Und was wäre das bei Ihnen?
Das fängt beim Essen an. Man muss nicht immer darauf schauen, was es kostet.

Wenn man an den Anfang Ihrer Karriere geht, ist es heute einfacher als früher?
Viel einfacher, weil ich spätestens seit meinem Film „Hundstage" einen Namen habe. Da müsste ich schon zwei, drei schlechte Filme machen, um Probleme mit Finanzierungen zu haben.

Haben Sie je Angst, dass der nächste Film schlecht sein könnte?
Nein. Aber das kann natürlich passieren. Als Künstler hat man ja keine Garantie dafür. Bei manchen Künstlern geht es immer nur bergauf, andere haben ihren Zenit schon erreicht. Das weiß man nie.
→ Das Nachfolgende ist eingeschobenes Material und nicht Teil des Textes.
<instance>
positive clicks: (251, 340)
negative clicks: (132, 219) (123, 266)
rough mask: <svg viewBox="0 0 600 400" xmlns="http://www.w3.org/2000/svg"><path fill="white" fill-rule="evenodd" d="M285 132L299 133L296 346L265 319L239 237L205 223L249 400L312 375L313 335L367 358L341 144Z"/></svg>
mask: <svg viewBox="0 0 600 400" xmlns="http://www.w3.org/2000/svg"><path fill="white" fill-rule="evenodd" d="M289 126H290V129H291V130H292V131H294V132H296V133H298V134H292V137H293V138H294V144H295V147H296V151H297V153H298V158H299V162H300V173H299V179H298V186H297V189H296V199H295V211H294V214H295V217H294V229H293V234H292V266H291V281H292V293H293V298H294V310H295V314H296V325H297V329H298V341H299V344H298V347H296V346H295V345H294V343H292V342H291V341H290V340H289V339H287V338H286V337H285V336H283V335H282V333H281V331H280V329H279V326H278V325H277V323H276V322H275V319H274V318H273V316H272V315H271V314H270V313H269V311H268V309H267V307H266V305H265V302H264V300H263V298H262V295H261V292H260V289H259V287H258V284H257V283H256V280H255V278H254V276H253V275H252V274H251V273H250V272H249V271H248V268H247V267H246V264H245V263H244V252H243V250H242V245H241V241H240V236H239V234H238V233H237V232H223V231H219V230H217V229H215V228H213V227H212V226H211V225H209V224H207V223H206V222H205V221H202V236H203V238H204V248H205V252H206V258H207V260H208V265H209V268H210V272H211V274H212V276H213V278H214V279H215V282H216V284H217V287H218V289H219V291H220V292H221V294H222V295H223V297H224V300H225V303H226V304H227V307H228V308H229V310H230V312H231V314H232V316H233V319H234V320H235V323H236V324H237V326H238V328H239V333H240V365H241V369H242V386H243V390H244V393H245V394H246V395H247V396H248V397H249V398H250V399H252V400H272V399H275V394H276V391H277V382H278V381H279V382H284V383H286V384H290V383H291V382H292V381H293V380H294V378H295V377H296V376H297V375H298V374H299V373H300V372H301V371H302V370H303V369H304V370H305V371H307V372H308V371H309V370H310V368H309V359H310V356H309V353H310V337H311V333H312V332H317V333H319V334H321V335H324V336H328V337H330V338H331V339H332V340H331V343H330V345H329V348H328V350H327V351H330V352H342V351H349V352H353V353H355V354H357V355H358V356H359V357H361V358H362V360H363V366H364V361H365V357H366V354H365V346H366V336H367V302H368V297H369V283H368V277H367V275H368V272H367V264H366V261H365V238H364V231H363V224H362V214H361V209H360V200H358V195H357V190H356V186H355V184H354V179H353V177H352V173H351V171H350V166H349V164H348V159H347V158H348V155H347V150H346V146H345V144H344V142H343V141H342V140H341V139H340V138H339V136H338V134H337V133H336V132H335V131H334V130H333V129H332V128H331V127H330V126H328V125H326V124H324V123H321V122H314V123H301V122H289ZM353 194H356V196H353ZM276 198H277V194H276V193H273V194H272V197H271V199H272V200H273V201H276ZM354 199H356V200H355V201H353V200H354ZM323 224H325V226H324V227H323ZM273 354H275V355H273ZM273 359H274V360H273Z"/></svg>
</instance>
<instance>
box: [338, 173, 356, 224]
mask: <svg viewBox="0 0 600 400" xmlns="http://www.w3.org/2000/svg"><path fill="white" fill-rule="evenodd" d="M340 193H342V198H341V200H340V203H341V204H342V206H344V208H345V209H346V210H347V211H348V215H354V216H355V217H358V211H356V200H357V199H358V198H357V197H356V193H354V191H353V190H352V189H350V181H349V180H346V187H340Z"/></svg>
Ist es als Österreicher unmöglich, mit Filmen, wie Sie sie machen, zum Millionär zu werden.
Ja, das ist unmöglich.

Was heißt dann Erfolg?
Renommee, erfolgreich in dieser Sparte des Arthouse-Kinos zu sein.

Aber nicht monetär.
Nein. Arthouse-Filme kann man nicht mit kommerziellen vergleichen. Da gibt es eine riesengroße Supermarktkette namens Hollywood, die alles verdrängt hat. Und daneben ein paar Einzelhändler, die sich mit jedem Film beweisen müssen. Hollywood-Filme haben ein Riesenbudget für PR und Verkauf, das ist viel einfacher. Dort gibt es auch Flops, aber andere, erfolgreiche Filme wiegen das auf.

Haben Sie schon einmal darüber nachgedacht, das Thema Geld in einem Film zu verarbeiten?
Nein, nicht explizit. Aber das Thema Existenz spielt bei mir ja immer eine Rolle.